Tuesday 9 November 2010

Rebel clashes in the Sahara


REBEL protesters in Morocco have been attacked by live bullets, tear gas canisters, truncheons, stones and water cannon, it is being reported.

Western Sahara's independence movement said on Tuesday 11 people had been killed in clashes with Moroccan security forces.

Reports Reuters: "Western Sahara, a former Spanish colony which was annexed by Morocco in 1975 sparking Africa's longest-running territorial dispute, was the scene of violent clashes on Monday when Moroccan security forces raided a protest camp."

It says a statement released on Tuesday by the Polisario independence movement in Algeria, where it has its headquarters, said 11 people had been killed in Monday's clashes, 723 were wounded and 159 others had disappeared and were feared dead.

"The Moroccan forces of aggression used live bullets, tear gas canisters, truncheons, stones and water cannon against peaceful, defenceless civilians," the statement said.

Clashes erupted on the day officials from Morocco and the Polisario were gathering near New York for talks brokered by the United Nations and aimed at breaking the stalemate in their dispute, Africa's longest-running territorial conflict.

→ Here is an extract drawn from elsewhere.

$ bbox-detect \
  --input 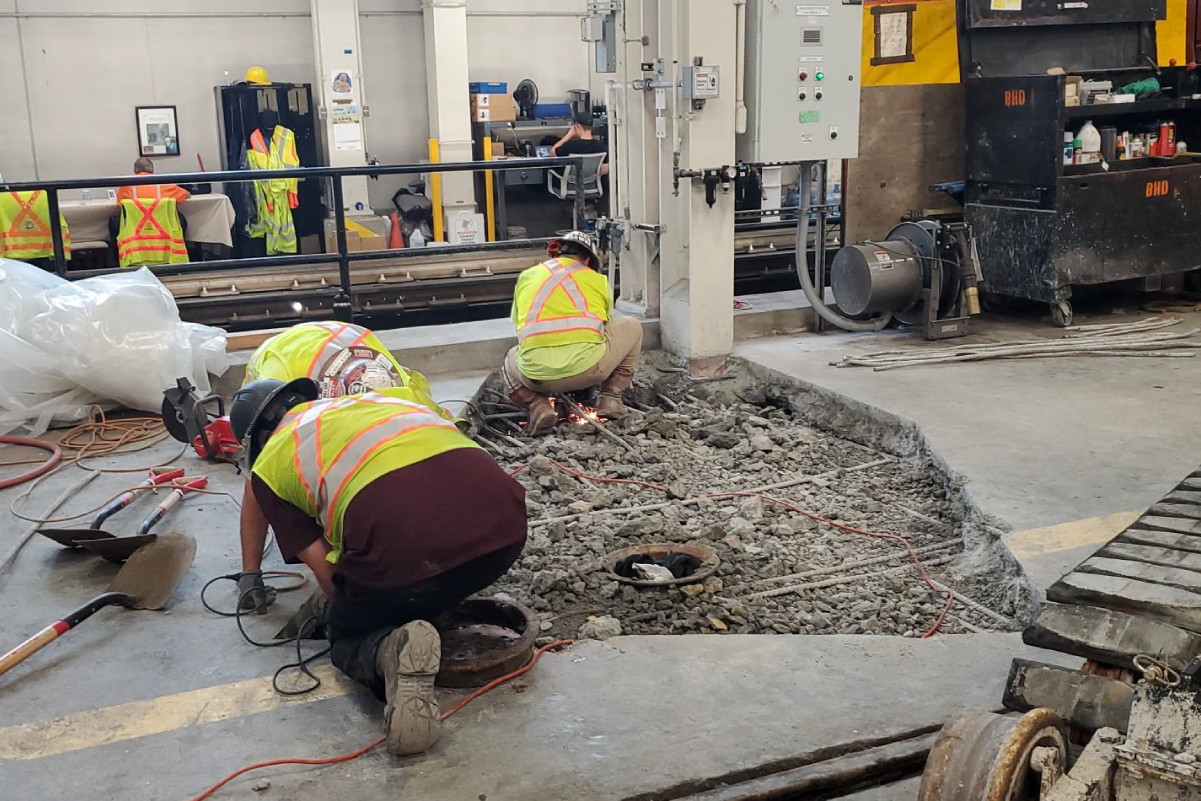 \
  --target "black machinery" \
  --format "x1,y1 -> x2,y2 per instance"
830,220 -> 980,340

The protest camp of thousands of tents near Western Sahara's main city of Laayoune had been there for a month when attacked.

Adds Reuters: "Soon after, several hundred of the people forced out of the camp took their protest to the streets of Laayoune, where they blocked roads with burning tyres, set fire to cars, and threw stones at police."

One protester told Reuters from the scene: "Anger is boiling over. We are in the streets protesting against Morocco."

Western Sahara is a sparsely populated tract of desert about the size of Britain, with rich fishing grounds off its coast and reserves of phosphates, used to make fertiliser and detergent.

Morocco says the territory should come under its sovereignty, while the exiled Polisario Front says Western Sahara is an independent state.

The Polisario waged a guerrilla war against Moroccan forces until the United Nations brokered a cease-fire in 1991.